Segundo testemunhas, por volta das 23h30 de domingo o condutor passou mal, perdeu o controle do coletivo, bateu em três carros e três motos e atropelou uma pessoa que, felizmente, passa bem. Ainda não é possível afirmar se a morte foi em decorrência dos graves ferimentos ou em função do mal súbito.

Para mim a tristeza maior é se deparar com mais um ato de intolerância, desumano e animal provocado por um bando de pessoas que não tiveram a capacidade de ouvir a versão dos passageiros. Arbitrariamente tomaram o motorista como culpado, julgaram e decidiram o que fazer, num ato condenável que, como tantos outros, ainda fazem parte do cotidiano de uma sociedade que teima em fazer “justiça” com as próprias mãos.

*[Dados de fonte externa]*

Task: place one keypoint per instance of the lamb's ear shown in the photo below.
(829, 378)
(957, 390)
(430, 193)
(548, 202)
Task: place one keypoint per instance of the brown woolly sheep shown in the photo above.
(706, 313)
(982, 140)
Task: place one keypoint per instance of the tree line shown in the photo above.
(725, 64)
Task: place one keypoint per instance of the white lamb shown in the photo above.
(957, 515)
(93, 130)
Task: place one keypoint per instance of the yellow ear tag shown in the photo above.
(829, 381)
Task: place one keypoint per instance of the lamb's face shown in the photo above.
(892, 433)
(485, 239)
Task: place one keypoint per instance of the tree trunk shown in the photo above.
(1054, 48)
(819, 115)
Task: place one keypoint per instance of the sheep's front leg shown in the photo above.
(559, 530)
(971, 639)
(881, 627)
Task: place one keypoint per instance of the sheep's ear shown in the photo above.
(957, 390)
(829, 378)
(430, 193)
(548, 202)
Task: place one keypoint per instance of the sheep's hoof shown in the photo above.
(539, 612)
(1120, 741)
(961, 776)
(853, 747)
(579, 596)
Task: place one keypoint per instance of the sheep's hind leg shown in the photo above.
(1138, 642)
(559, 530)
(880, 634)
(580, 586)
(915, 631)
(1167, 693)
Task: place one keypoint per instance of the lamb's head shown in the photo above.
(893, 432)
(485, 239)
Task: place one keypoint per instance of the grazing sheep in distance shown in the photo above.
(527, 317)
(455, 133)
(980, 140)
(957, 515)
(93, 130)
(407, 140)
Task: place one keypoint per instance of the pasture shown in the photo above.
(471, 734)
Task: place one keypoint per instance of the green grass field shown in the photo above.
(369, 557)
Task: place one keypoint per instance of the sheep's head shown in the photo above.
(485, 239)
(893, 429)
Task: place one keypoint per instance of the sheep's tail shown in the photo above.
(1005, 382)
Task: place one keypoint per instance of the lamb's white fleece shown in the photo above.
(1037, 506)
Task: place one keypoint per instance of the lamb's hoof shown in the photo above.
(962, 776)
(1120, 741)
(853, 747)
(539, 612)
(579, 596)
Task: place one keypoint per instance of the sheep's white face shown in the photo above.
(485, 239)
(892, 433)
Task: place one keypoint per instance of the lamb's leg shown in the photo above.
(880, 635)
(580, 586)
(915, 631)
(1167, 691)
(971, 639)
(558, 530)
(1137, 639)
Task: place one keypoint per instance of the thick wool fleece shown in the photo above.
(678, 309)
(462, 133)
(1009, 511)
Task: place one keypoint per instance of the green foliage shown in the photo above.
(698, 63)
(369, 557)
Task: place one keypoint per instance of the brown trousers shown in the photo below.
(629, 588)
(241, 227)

É possível entender que as vítimas atingidas pelo ônibus, sem saber o motivo da batida e do atropelamento, tenham ficado bravas, revoltadas até. Mas ao ouvir que foi uma fatalidade e não imprudência do motorista, o correto seria chamar socorro para todos, fazer boletim de ocorrência e depois resolver os danos materiais.

Mas não. Pelo que li, o exemplar profissional Edmilson foi retirado pela janela e submetido a espancamentos generalizados sem a chance de qualquer reação. Os justiceiros fora de controle não tiveram a capacidade de perguntar aos passageiros. Ouviram apenas a fúria e a raiva interior e praticaram um ato de vandalismo absurdo, condenável, triste e que pode ser comparado a cenas de horror da idade média.

Nesse contexto, tomara que o pai de família e trabalhador responsável tenha morrido do mal súbito e não das pancadas que, covardemente, recebeu. Tomara que os agressores, os quais certamente não serão identificados, consigam pelo menos refletir sobre a brutalidade praticada e que tenham aprendido algo com esse ato de vandalismo. Tomara que todos os envolvidos consigam pedir desculpas pelo que fizeram. Tomara que os moradores do Jardim Planalto e todos nós façamos, de acordo com as crenças individuais, uma sincera homenagem ao Edmilson dos Reis Alves, mais um homem bom, que foi vítima do caos alimentado pelo tipo de vida que moldamos. Tomara que a sua esposa Digeane da Silva Alves e seus quatro filhos consigam tocar a vida sem a presença física do pai, mas tendo incorporado os ensinamentos de conduta digna que, acredito, ele tenha deixado.

Bom seria que a sociedade, neste século XXI, já tivesse compreensão e maturidade suficientes para não praticar atos dessa natureza, e que cuidássemos do outro como se o outro fosse cada um de nós. Descanse em paz, Edmilson. Nós, por aqui, ainda precisamos encontrar os melhores caminhos para a construção da paz individual e coletiva. Até a próxima.